What parents need to know
Parents Need to Know
Parents need to know that this book is trying to be edgy for its young target crowd, but it's mostly about attitude. Daniel does lie to his mother and teacher. When Daniel shrinks, he and his tiny brother engage in some potentially dangerous acts, like catapulting themselves with rubber bands -- but kids couldn't emulate any of it.
What's the story?
Daniel is the only male in a female-dominated household. But feeling alienated in his own family isn't his, ahem, biggest problem. After eating his great-grandmother's goulash, Daniel's eyeballs start to growl, his fingers buzz, and his knees whistle -- then he shrinks to the size of the fourth toe of his left foot. While small, he discovers he has a secret, miniature twin brother who sleeps in Lego castles and relaxes in doll hot tubs. Daniel is ecstatic to have a \"bro.\" To a kid, Pablo boasts the perfect life: no school, no chores, \"nothing to do but have fun.\" He and Daniel launch themselves with rubber bands, slide down laundry detergent \"mountains,\" and swim in the dog's water bowl. The brothers exact revenge on their snooty sisters by releasing a hissing cockroach during a party. A sequel is forthcoming.
Is it any good?
The book's target audience is clear from this exchange: Pablo says, "Art rhymes with fart," and Daniel decides that is "the funniest thing anyone had ever said." If readers can think of more humorous things, well, they probably won't appreciate that his grandmother Lola changed her name from Gertrude Gezundheit or that Great Granny Nanny rides a mint-green scooter with bright orange flames matching her tattoos. These are caricatures, not characters, but it's unlikely kids will care; they'll be too busy saying "Ooh, yuck" when a shrunken Daniel falls into the toilet or wakes up with his nose against Stinky Sock Mountain.
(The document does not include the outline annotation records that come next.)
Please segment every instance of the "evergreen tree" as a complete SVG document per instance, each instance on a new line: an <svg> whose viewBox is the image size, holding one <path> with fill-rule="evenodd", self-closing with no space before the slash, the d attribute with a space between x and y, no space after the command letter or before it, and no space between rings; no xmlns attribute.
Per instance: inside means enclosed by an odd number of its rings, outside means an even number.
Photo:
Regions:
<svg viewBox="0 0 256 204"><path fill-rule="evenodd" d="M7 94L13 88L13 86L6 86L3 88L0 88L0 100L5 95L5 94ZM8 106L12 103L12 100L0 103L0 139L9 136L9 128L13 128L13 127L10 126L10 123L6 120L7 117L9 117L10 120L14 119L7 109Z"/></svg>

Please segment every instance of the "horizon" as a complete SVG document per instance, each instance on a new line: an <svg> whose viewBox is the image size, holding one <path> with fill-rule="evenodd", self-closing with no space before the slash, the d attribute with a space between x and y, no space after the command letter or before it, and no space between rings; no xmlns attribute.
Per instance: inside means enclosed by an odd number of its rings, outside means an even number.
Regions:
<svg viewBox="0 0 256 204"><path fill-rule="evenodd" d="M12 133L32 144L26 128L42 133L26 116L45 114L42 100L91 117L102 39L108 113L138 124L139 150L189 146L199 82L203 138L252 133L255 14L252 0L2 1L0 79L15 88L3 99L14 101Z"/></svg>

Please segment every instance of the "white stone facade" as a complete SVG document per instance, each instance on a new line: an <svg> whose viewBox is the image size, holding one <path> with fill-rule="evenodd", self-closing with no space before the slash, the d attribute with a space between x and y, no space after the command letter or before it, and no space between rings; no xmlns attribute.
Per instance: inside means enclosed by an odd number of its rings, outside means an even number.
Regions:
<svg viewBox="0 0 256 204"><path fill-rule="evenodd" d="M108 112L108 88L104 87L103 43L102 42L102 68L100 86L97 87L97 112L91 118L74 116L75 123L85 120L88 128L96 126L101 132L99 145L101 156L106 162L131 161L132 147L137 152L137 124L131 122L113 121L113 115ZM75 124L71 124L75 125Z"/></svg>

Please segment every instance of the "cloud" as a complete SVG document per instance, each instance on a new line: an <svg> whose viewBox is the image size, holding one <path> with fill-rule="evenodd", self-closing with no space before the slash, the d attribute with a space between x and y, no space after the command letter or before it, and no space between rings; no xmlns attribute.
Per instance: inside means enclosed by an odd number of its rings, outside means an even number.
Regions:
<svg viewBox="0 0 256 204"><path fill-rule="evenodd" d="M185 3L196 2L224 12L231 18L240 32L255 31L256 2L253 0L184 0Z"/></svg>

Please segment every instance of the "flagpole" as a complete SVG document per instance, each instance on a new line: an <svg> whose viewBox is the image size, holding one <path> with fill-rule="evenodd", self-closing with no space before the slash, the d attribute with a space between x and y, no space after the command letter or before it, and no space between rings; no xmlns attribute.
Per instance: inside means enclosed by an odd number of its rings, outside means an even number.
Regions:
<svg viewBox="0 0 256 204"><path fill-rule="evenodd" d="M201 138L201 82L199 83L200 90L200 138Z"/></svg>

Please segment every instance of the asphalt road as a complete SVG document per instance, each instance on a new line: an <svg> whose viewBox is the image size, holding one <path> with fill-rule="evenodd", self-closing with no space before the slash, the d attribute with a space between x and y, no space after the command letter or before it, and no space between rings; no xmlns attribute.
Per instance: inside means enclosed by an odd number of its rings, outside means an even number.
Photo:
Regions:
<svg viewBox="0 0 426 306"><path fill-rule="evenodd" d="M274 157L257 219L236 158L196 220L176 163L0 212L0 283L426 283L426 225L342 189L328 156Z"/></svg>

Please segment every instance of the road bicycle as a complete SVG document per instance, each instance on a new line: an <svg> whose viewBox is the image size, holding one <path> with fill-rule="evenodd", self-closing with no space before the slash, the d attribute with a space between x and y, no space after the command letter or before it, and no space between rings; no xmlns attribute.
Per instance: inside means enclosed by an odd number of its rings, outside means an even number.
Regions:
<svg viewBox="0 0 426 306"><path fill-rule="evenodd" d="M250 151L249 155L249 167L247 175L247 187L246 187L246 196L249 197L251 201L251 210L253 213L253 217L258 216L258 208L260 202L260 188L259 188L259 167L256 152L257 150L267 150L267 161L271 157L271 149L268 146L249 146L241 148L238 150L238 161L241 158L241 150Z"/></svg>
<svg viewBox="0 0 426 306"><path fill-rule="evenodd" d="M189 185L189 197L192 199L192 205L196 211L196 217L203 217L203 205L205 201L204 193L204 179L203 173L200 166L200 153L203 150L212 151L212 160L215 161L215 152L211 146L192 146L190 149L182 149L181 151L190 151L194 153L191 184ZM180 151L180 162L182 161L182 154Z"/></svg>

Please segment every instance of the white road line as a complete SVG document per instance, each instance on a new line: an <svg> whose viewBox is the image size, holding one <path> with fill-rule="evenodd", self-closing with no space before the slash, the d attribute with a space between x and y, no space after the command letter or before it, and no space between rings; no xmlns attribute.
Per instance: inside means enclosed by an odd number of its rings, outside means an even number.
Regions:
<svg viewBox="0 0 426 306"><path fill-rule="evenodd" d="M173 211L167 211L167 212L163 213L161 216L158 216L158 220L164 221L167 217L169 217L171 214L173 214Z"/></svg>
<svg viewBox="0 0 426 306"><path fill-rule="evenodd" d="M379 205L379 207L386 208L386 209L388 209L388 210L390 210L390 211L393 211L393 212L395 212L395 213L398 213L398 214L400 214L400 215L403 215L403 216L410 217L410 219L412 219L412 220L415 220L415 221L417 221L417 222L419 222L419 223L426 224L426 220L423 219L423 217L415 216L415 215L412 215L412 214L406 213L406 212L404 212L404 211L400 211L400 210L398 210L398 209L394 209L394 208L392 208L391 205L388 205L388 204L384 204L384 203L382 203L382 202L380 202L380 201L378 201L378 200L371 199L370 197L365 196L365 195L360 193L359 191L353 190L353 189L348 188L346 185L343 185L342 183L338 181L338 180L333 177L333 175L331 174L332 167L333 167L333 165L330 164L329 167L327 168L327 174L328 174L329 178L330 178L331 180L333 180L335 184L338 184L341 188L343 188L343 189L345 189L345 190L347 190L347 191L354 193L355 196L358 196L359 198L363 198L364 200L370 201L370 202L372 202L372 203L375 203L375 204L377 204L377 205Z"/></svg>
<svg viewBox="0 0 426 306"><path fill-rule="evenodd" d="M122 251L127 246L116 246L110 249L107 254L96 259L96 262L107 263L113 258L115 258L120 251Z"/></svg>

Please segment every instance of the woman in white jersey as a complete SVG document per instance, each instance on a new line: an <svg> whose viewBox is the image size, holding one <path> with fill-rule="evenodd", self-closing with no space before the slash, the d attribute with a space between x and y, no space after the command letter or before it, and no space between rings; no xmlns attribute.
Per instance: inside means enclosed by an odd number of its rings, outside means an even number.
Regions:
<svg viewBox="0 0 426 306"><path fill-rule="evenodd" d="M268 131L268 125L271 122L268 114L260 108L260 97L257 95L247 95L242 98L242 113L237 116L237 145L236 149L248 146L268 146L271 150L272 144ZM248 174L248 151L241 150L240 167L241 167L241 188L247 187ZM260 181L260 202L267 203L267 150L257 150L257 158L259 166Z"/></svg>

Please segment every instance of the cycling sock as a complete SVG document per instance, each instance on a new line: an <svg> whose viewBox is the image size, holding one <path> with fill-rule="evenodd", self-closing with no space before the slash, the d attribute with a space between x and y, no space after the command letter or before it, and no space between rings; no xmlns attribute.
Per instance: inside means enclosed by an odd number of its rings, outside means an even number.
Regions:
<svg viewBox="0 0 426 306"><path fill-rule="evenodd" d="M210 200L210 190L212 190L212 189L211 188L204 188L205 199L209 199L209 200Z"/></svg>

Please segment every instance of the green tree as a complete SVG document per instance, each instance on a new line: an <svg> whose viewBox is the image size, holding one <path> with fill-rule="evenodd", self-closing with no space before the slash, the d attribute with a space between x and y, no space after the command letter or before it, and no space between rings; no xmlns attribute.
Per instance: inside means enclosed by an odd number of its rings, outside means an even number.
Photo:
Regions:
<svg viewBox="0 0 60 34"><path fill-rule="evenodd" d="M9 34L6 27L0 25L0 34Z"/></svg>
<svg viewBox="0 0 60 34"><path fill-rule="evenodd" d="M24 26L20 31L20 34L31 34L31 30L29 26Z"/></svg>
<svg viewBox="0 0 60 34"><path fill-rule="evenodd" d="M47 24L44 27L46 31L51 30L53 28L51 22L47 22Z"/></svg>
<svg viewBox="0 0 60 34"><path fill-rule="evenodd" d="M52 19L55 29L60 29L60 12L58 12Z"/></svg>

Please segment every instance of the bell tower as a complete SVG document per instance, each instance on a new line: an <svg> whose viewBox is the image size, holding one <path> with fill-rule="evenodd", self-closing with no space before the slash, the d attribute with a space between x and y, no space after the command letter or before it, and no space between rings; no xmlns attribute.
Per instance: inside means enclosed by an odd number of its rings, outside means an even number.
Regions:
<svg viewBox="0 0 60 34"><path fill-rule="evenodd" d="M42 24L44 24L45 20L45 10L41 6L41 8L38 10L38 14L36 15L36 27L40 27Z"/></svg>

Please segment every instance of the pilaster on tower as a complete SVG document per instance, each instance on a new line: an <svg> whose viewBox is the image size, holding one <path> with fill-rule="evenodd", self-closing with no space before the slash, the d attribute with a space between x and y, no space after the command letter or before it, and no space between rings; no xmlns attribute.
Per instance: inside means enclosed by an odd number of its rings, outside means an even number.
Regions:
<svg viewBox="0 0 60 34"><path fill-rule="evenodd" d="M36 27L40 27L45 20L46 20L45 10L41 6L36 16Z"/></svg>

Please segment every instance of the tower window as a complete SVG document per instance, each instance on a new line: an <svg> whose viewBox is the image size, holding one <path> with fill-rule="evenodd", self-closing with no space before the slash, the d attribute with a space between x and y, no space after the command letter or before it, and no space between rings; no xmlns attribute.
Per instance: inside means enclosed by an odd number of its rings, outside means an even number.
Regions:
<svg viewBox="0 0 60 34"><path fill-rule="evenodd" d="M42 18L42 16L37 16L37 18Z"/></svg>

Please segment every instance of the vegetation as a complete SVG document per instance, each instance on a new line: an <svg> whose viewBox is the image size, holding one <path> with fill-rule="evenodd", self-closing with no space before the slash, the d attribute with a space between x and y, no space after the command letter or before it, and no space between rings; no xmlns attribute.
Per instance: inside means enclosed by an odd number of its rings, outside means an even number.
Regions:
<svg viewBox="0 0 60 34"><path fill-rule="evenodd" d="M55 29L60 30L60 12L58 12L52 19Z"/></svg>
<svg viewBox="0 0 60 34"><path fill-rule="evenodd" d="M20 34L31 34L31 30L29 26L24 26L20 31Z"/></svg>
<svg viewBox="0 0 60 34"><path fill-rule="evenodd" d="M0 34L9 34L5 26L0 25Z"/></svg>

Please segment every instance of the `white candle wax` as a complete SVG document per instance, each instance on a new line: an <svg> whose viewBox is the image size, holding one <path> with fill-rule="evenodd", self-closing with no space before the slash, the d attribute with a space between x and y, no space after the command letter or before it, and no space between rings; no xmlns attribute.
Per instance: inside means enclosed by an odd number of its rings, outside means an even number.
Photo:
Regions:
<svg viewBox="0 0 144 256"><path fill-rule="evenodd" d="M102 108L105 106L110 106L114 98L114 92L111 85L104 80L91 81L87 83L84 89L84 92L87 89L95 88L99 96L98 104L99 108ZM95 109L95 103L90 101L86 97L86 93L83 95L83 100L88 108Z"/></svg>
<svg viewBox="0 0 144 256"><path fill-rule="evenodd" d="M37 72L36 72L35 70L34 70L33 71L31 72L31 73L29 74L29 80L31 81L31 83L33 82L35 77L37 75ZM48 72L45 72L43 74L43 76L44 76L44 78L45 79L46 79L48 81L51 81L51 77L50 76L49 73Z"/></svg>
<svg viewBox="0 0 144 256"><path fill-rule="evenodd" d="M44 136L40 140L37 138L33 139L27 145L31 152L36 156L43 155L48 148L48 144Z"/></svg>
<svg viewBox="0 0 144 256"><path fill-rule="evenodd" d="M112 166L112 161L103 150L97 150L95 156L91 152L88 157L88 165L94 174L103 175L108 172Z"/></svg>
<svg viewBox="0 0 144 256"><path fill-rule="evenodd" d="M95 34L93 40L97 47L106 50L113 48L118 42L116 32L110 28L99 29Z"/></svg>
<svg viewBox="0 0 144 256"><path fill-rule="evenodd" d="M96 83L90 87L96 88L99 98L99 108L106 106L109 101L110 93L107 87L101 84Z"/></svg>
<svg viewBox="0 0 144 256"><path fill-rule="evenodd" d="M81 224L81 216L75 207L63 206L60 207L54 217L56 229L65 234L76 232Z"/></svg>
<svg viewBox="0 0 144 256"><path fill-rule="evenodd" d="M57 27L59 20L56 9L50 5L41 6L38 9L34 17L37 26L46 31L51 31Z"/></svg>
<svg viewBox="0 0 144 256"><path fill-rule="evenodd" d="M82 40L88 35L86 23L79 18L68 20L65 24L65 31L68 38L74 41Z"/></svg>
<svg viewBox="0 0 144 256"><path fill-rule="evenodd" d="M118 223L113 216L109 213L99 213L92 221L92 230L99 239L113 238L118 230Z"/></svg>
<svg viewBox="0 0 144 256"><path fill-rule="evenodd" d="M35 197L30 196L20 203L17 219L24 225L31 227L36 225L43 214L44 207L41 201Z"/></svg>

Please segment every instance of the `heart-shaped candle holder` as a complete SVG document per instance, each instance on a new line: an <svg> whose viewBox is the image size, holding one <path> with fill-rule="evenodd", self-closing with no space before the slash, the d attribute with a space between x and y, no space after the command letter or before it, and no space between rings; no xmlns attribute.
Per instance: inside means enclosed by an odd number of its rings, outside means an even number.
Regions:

Daniel's negative portrayal of his sisters as superficial and bossy may alienate girls, but they're clearly not the target audience anyway. And in a story about a kid who shrinks by eating goulash and enlarges by sneezing, it might be absurd to expect realism, but one does wonder how toe-sized kids manage to slip through a drinking straw-turned-water slide.
Families can talk about...
Families can talk about how they would adapt big-size items into cool toys if they shrank, like Daniel and Pablo do when they turn a drinking straw into a water slide or swim in the dog's water bowl.